Eddington's idea is that the Lorentz contraction acts as a kind of tension acting on each concentric ring of disk material; just as tightening a belt makes the diameter smaller, so too the Lorentz contraction.  By crowding in closer to the center, the disk particles relieve some of this "Lorentz tension".  Not all of it—that's impossible, as shown by Ehrenfest's argument.  The upshot, in Eddington's words: "We see that the contraction is one quarter of that predicted by a crude application of the FitzGerald formula to the circumference."  The geometry of the disk remains euclidean.

It's a bit strange that Eddington took into account the "Lorentz stress", but ignored centrifugal force.  After all, if we rotate a disk at ordinary non-relativistic speeds, we expect it to stretch out, not contract!  How much depends on the stiffness of the material, which (as it happens) also helps determine the speed of sound csound for that material.  G.L. Clark obtained a formula taking both effects into account.  It turns out that you get Eddington's result if you take csound to be infinite; if you let csound be the speed of light, then the two effects cancel out and the radius of the disk doesn't change at all.

Finally, in GR you would expect the tensions in the disk to contribute to the stress–energy tensor and so curve spacetime.  I am not aware of any work that has been done on this.

References:

[1] Wolfgang Pauli, Theory of Relativity, pages 130–134, Pergamon Press, 1958.

[2] Abraham Pais, Subtle is the Lord: the Science and Life of Albert Einstein, page 214.

[3] Misner, Thorne, and Wheeler, Gravitation.

[4] J.S. Bell, Speakable and Unspeakable in Quantum Mechanics, page 67, Cambridge University Press, 1987.

[5] A. Einstein, The Principle of Relativity, Dover.

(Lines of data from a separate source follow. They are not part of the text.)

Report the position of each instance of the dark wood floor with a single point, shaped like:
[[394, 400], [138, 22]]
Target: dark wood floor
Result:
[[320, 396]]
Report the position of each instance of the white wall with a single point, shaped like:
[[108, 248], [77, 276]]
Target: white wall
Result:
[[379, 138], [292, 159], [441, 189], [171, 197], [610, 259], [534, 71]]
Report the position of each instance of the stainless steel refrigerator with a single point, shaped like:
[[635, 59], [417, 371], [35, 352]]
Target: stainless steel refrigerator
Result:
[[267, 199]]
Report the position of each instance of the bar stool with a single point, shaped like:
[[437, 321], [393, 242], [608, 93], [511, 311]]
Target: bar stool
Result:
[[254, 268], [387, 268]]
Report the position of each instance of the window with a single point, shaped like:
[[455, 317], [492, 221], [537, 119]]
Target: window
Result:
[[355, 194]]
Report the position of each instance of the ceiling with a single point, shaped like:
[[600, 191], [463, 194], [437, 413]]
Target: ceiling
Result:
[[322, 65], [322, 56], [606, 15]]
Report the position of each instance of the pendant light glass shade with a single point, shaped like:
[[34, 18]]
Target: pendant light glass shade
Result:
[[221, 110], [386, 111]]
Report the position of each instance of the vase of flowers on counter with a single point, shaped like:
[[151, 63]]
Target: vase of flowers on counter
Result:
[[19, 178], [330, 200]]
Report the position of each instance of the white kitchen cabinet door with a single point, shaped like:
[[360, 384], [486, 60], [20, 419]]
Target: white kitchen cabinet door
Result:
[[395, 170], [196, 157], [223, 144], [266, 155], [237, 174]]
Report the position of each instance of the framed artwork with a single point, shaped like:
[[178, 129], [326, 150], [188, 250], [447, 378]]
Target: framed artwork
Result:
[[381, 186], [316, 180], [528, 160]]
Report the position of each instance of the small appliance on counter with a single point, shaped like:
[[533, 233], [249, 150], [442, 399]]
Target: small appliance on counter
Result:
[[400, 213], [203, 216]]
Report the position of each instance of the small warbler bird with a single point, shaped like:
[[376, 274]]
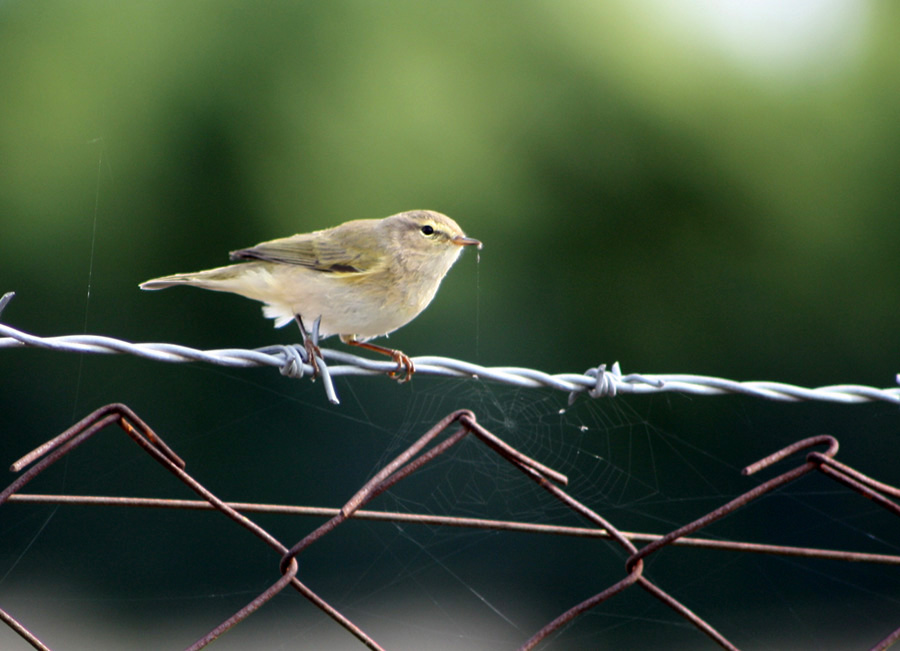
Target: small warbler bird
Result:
[[362, 279]]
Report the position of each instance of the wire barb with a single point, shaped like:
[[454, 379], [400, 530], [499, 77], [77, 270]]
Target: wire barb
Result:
[[599, 382]]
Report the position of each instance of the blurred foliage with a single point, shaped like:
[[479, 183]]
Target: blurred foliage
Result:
[[647, 189]]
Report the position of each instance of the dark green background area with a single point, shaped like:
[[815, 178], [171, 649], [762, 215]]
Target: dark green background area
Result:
[[648, 190]]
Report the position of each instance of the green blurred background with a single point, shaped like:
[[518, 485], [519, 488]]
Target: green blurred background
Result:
[[698, 187]]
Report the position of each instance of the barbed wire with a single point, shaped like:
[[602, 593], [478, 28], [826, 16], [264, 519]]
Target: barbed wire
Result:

[6] John Stachel, "Einstein and the Rigidly Rotating Disk", in General Relativity and Gravitation One Hundred Years After the Birth of Albert Einstein, pages 1–15, editor A. Held, 1980.
Note: I haven't yet gotten a hold of this or [7]; my remarks are based on [8].

[7] John Stachel, "The Rigidly Rotating Disk as the 'Missing Link' in the History of General Relativity", in Einstein and the History of General Relativity, editors D. Howard and J. Stachel, 1989.

[8] John Stachel, "The First Two Acts", in The Genesis of General Relativity, vol 1, pages 81–111, editor Jürgen Renn, 2007

[9] Ø. Grøn, AJP Vol. 43 No. 10 page 869 (1975)

[10] Ø. Grøn, "Space Geometry in rotating reference frames: A historical appraisal", in Relativity in Rotating Frames, edited by Guido Rizzi and Matteo Luca Ruggiero, pages 285–325 (2004).

[11] Guido Rizzi and Matteo Luca Ruggiero, "Space geometry of rotating platforms: an operational approach", in the arXiv.

[12] Eddington, The Mathematical Theory of Relativity, Cambridge University Press, 1924. Sec.50, pages 112–113.

[13] Thomas A. Weber, "Elementary Considerations of the Time and Geometry of Rotating Frames", in Relativity in Rotating Frames, edited by Guido Rizzi and Matteo Luca Ruggiero, pages 139–153 (2004).